Auch das haben wir nicht zahlenmässig erfasst. Es ist aber davon auszugehen, dass einige Schuldner einfach wegziehen. Aber es dürfte für sie schwierig werden, andernorts eine Wohnung zu finden, wenn der Vermieter einen Betreibungsregisterauszug aus dem früheren Wohnsitzkanton des potenziellen Mieters anfordert.

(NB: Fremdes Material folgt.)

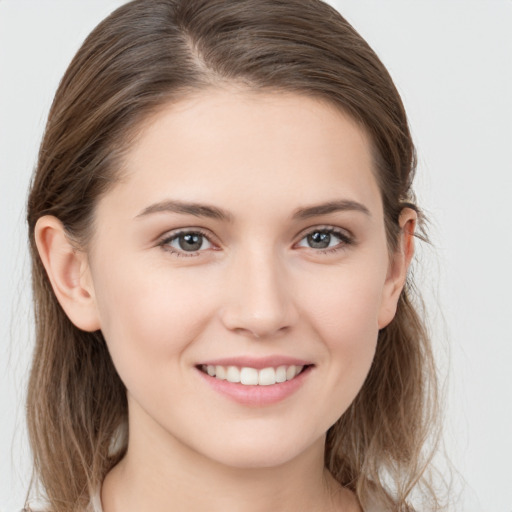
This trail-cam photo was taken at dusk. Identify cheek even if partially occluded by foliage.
[296,265,386,408]
[91,261,212,376]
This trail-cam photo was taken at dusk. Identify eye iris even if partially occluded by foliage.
[308,231,331,249]
[178,233,203,251]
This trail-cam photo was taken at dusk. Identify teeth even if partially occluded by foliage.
[226,366,240,382]
[258,368,276,386]
[201,365,304,386]
[240,368,258,386]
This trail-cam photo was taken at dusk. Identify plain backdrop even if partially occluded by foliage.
[0,0,512,512]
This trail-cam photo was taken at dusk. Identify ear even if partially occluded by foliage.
[34,215,100,331]
[378,208,418,329]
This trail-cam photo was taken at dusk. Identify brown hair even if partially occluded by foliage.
[27,0,439,512]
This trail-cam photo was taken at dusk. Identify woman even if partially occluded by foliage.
[28,0,444,512]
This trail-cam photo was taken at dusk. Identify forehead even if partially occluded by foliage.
[99,89,380,220]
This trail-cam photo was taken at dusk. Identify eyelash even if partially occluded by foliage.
[158,226,355,258]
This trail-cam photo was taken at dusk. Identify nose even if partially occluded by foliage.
[221,249,298,338]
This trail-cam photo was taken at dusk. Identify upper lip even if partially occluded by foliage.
[198,355,312,370]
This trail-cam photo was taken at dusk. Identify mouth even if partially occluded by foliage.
[197,364,313,386]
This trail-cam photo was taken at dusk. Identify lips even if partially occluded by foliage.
[196,356,315,407]
[200,365,305,386]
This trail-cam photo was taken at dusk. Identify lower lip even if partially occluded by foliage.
[196,366,313,407]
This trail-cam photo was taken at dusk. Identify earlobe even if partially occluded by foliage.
[378,208,417,329]
[34,215,100,331]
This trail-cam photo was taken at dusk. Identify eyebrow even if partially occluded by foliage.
[135,199,371,222]
[136,199,233,221]
[293,199,371,220]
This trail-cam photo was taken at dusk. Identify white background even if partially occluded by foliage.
[0,0,512,512]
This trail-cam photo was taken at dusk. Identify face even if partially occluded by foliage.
[84,91,404,467]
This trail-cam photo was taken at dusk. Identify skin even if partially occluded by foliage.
[36,89,416,512]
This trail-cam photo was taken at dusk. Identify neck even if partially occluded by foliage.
[101,400,359,512]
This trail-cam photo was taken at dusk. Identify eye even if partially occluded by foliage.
[297,228,353,251]
[159,231,214,256]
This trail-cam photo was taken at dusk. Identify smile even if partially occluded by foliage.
[199,365,306,386]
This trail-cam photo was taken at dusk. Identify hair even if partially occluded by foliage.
[27,0,441,512]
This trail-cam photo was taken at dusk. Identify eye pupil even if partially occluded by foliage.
[178,233,203,251]
[308,231,331,249]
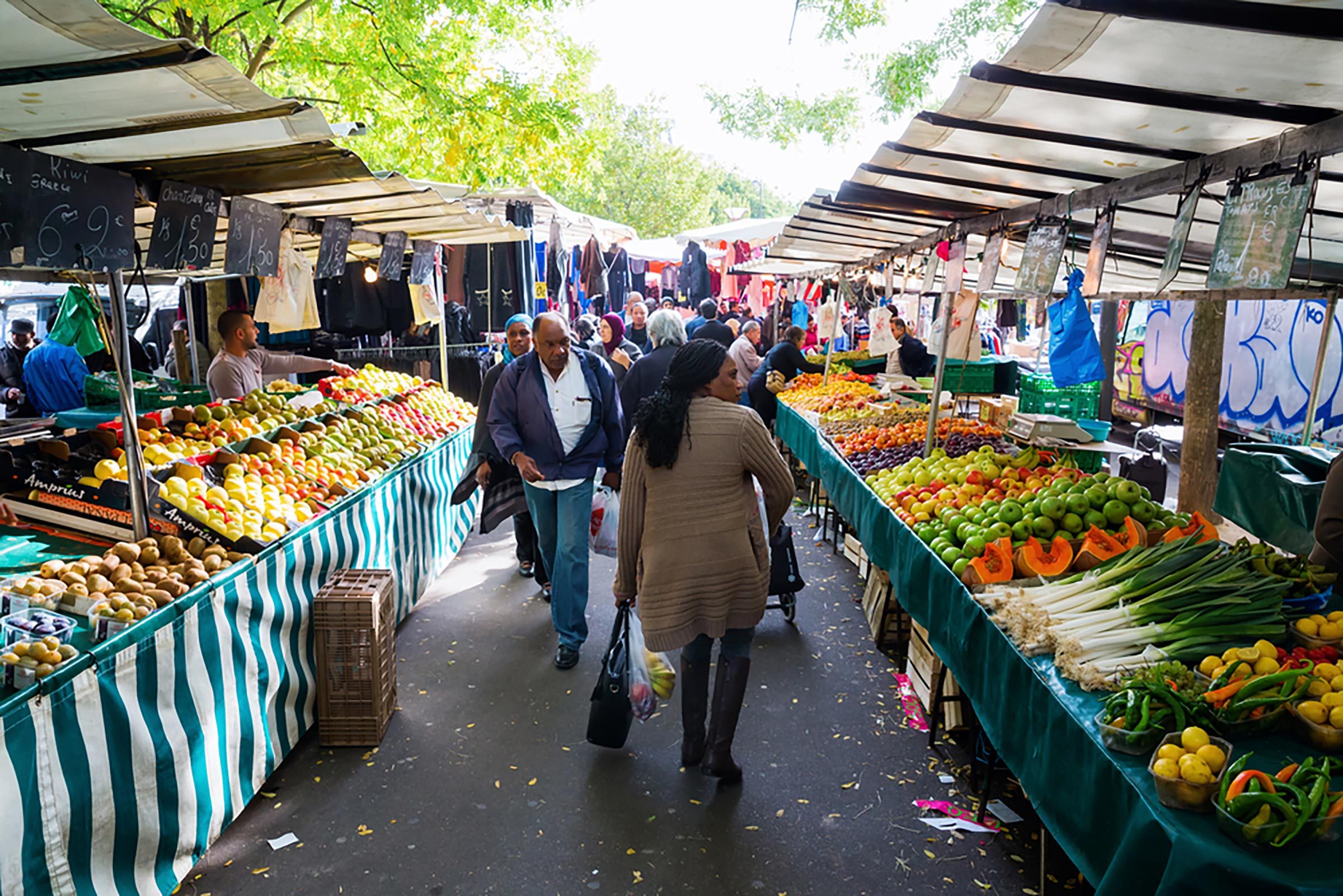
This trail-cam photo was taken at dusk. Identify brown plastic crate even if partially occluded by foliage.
[313,570,396,747]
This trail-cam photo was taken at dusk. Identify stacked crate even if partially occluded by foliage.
[313,570,396,747]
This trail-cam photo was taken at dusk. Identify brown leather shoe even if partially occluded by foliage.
[701,657,751,785]
[679,654,709,768]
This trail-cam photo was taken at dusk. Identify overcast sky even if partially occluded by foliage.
[560,0,1009,200]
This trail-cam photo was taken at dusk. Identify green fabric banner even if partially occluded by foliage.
[775,404,1343,896]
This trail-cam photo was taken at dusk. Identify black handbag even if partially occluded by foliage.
[769,523,806,595]
[587,604,634,749]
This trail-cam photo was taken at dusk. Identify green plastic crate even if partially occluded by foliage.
[1017,373,1100,420]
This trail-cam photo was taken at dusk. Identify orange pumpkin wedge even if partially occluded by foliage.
[1162,510,1217,544]
[960,541,1013,586]
[1015,534,1073,576]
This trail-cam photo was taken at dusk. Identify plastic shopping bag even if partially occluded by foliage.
[630,615,675,721]
[1049,269,1105,388]
[588,485,621,557]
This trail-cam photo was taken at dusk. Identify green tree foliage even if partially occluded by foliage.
[872,0,1037,115]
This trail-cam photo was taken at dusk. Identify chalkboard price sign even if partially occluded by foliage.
[1015,222,1068,295]
[23,152,135,270]
[411,239,438,285]
[145,180,222,270]
[1208,168,1316,289]
[1156,179,1203,294]
[377,229,410,279]
[224,196,285,276]
[313,218,355,279]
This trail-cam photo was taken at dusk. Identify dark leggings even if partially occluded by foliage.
[681,626,755,665]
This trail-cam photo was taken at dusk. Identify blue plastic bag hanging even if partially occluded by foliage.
[1048,269,1105,387]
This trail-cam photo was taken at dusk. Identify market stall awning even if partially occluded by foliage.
[769,0,1343,289]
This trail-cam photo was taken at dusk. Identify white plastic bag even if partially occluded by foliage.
[630,613,675,721]
[588,485,621,557]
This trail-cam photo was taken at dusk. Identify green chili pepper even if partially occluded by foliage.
[1217,752,1255,809]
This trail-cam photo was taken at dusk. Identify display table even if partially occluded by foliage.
[775,403,1340,896]
[0,422,478,895]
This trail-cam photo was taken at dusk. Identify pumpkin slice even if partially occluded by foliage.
[1076,526,1128,573]
[1115,516,1147,551]
[1162,510,1217,544]
[960,540,1013,586]
[1015,534,1073,576]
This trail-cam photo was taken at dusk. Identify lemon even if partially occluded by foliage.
[1179,756,1213,785]
[1195,744,1226,775]
[1156,744,1189,762]
[1179,725,1208,752]
[1296,700,1330,725]
[1255,657,1279,675]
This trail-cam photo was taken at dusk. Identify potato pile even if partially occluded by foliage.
[39,534,247,622]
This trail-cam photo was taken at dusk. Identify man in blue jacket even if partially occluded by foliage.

Müsste man das Gesetz über Schuldbetreibung und Konkurs oder andere Erlasse anpassen, um besser mit Staatsverweigerern klarzukommen?
Dazu besteht keine Veranlassung. Denn die Verfahren und Abläufe für solche Fälle sind klar geregelt. Und diese Verfahren bewähren sich ja in den meisten Fällen: Die meisten Schuldner sind einsichtig und willens, ihre Schulden zu begleichen.
Wenn Schulden nicht eingetrieben werden können – wer trägt den finanziellen Schaden?
Falls nicht die ganze Schuld eingetrieben werden kann – auch nicht durch Zwangsvollstreckung – dann erhält der Gläubiger einen Verlustschein. Damit kann er die Schulden beim Schuldner einfordern, sobald dieser wieder zu Geld kommt – häufig erfolgt dies aber erst Jahre später.